PDF/X PDF/X is defined by the ISO 15930 family of standards which supports the graphic arts and professional printing sectors. The "X" in "PDF/X" is for eXchange, indicating specialized support for the exchange of digital data targeting professionally printed products.
PDF version PDF versions are 1.0, 1.1, 1.2, 1.3, 1.4, 1.5, 1.6, 1.7 and 2.0, with each version defined by its own PDF specification document. PDF files are generally backwards- and forwards-compatible, enabling modern software to reliably display old PDFs. Every PDF file identifies it’s version via the first line file header %PDF-x.y, but may also update the version via a special key when an incremental update is applied. Later PDF versions define additional features.

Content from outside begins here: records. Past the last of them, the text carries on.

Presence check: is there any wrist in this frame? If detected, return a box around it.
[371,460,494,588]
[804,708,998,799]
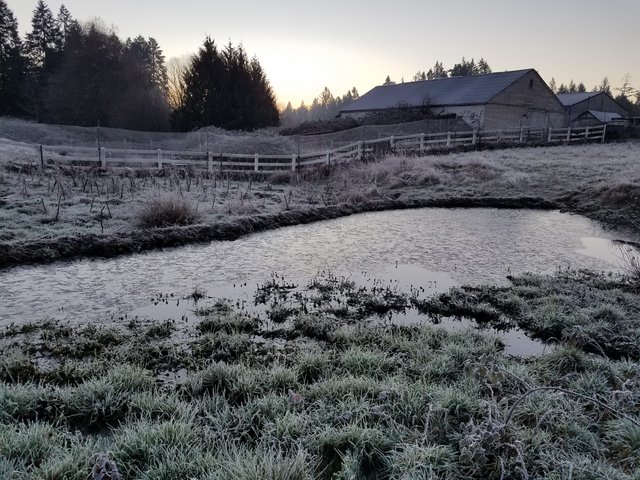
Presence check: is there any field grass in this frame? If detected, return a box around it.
[0,272,640,480]
[0,142,640,266]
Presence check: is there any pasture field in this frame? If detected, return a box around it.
[0,142,640,265]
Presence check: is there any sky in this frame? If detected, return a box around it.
[5,0,640,107]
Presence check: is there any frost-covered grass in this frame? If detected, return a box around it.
[0,142,640,246]
[0,276,640,480]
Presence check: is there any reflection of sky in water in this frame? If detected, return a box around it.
[0,209,636,324]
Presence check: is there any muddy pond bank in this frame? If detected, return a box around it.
[0,197,559,268]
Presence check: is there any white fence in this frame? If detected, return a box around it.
[0,125,606,173]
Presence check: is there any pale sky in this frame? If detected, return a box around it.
[6,0,640,107]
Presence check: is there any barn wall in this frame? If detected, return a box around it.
[484,71,567,130]
[431,105,486,129]
[566,93,629,120]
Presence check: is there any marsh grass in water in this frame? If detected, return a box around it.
[0,272,640,480]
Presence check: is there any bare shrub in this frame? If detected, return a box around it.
[134,193,199,228]
[620,245,640,288]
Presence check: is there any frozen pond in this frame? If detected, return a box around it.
[0,208,632,354]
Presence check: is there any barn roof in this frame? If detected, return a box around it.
[556,92,603,107]
[580,110,622,123]
[341,69,532,112]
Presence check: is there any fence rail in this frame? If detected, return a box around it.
[0,125,606,173]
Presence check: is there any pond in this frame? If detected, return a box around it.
[0,208,636,354]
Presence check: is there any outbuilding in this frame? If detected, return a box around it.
[558,92,629,127]
[340,68,566,130]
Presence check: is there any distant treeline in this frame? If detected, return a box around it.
[0,0,279,131]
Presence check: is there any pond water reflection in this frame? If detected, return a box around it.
[0,208,636,356]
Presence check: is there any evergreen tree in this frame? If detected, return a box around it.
[125,35,169,93]
[449,57,478,77]
[413,70,427,82]
[598,77,611,95]
[427,62,449,80]
[476,58,491,75]
[56,4,79,47]
[0,0,24,115]
[172,37,279,130]
[24,0,63,121]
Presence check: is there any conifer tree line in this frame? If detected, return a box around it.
[280,87,360,126]
[0,0,279,131]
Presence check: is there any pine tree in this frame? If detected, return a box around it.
[0,0,24,115]
[24,0,64,121]
[172,37,279,130]
[56,4,79,47]
[476,58,491,75]
[25,0,63,72]
[171,37,224,131]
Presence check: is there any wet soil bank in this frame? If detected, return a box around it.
[0,197,562,268]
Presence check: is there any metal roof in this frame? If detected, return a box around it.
[341,68,534,112]
[580,110,622,123]
[556,92,603,107]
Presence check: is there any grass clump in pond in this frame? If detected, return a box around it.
[413,270,640,359]
[134,192,200,228]
[0,275,640,480]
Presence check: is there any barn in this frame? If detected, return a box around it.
[340,68,566,130]
[558,92,629,127]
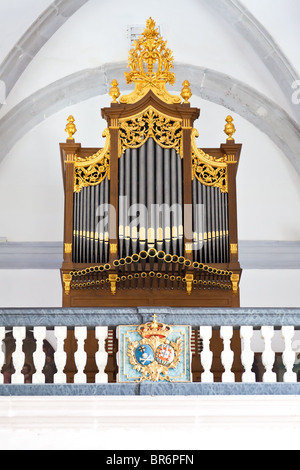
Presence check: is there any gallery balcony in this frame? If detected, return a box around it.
[0,307,300,396]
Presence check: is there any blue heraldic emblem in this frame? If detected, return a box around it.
[118,315,191,382]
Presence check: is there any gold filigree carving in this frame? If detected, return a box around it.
[74,129,110,193]
[224,116,236,140]
[109,80,120,103]
[119,106,183,158]
[120,18,181,103]
[65,116,77,140]
[192,129,228,193]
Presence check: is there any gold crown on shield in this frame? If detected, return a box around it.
[137,315,172,338]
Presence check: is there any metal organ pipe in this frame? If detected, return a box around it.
[119,138,184,256]
[192,178,229,263]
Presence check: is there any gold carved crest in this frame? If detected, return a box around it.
[127,315,183,382]
[120,18,181,103]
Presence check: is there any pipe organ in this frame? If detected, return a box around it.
[60,18,241,307]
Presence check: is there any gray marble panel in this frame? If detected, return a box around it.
[0,307,300,328]
[0,383,300,397]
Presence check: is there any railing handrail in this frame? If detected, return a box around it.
[0,307,300,329]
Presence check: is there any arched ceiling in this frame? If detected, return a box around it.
[0,0,300,174]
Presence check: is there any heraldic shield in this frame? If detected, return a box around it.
[118,315,191,383]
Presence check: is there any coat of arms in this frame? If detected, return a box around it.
[119,315,190,382]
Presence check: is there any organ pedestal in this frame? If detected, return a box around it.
[60,19,241,307]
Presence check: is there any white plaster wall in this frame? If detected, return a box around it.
[0,0,52,63]
[0,396,300,452]
[0,0,290,116]
[0,95,300,241]
[240,0,300,76]
[0,269,300,308]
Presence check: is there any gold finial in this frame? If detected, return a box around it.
[120,18,181,103]
[181,80,192,103]
[65,116,77,140]
[109,80,120,103]
[224,116,236,140]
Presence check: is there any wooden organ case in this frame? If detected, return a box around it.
[60,18,241,307]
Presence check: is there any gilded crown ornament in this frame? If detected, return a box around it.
[181,80,192,103]
[224,116,236,140]
[120,18,181,103]
[65,116,77,140]
[109,80,120,103]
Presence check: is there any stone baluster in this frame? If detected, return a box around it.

Rolemaps are a core Tagged PDF concept that allows any structure type to be conceptually mapped between namespaces in a manner that enables all PDF processors to understand the basic intention of structure types. For example, a custom structure type called Foo might be rolemapped to a paragraph in the standard structure namespace, indicating that semantically Foo is "best matched" as a paragraph. Rolemaps thus support the use of custom structure types in PDF. Rolemaps and their use are described in clause 14.7 Logical structure and clause 14.8 Tagged PDF in ISO 32000.
startxref is a reserved PDF keyword that occurs just before the %%EOF end-of-file comment marker along with the byte offset to the cross-reference data for the PDF file (expressed as an integer in ASCII).

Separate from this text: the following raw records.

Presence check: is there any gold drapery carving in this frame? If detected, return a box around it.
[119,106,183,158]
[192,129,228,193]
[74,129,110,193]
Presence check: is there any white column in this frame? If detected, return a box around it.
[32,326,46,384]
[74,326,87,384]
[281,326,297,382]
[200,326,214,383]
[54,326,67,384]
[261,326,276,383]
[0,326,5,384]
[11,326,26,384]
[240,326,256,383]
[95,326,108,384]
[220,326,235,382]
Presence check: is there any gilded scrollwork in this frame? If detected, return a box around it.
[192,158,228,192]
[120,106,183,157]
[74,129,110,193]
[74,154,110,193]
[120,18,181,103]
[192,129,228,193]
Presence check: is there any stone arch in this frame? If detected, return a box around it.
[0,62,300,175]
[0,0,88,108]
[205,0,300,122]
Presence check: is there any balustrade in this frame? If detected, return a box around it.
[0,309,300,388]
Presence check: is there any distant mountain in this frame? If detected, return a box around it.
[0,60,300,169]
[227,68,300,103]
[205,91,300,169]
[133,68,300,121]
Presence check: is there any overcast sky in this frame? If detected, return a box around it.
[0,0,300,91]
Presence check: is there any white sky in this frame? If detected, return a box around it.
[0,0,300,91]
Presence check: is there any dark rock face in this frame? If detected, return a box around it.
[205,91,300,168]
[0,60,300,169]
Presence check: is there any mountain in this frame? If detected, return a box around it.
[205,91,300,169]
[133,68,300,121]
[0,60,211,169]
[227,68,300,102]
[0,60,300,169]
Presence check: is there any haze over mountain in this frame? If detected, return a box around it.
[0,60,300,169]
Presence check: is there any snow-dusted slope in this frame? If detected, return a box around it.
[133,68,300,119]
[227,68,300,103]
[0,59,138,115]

Tagged PDF PDF 1.4 introduced "Tagged PDF" to represent the logical reading order (structure) of a document. It defines a set of standard structure types and attributes that allow page content (text, graphics and images, as well as annotations and form fields) to be extracted and reused for other purposes. PDF/UA uses Tagged PDF to ensure electronic documents are fully accessible. For technical details see clause 14.8 of ISO 32000-2:2020.
trailer is a reserved PDF keyword and defines the start of the trailer dictionary. The trailer enables a PDF processor to quickly find certain special objects and data, such as the largest object number in the PDF, the Document Catalog and the optional encryption dictionary (if the PDF is encrypted). It is an essential part of every PDF file.
Widgets A PDF widget is a specialized type of PDF annotation used with interactive forms and represents the GUI widgets through which data entry is done.
XFA XFA stands for "XML Forms Architecture" which is a family of proprietary XML specifications supporting both static and dynamic forms. As a proprietary format with limited support in PDF processors, XFA was deprecated in PDF 2.0 (ISO 32000-2:2020) but was permitted in PDF 1.5 - 1.7.
XFDF  XFDF is the XML equivalent of FDF. It is defined by ISO 19444-1:2019 Document management - XML Forms Data Format — Part 1: Use of ISO 32000-2 (XFDF 3.0).
XMP XMP stands for the eXtensible Metadata Platform which is an XML-based standard for metadata used in PDF and required by all ISO PDF subset standards. XMP is defined by ISO 16684-1:2019 Graphic technology — Extensible metadata platform (XMP) — Part 1: Data model, serialization and core properties.
xref is a reserved PDF keyword used to identify the start of a conventional cross-reference table. It is also commonly used colloquially in place of the phrase "cross-reference". PDF 1.5 and later files that only use cross-reference streams do not use this keyword. PDF files that have incremental updates may have multiple instances of this keyword.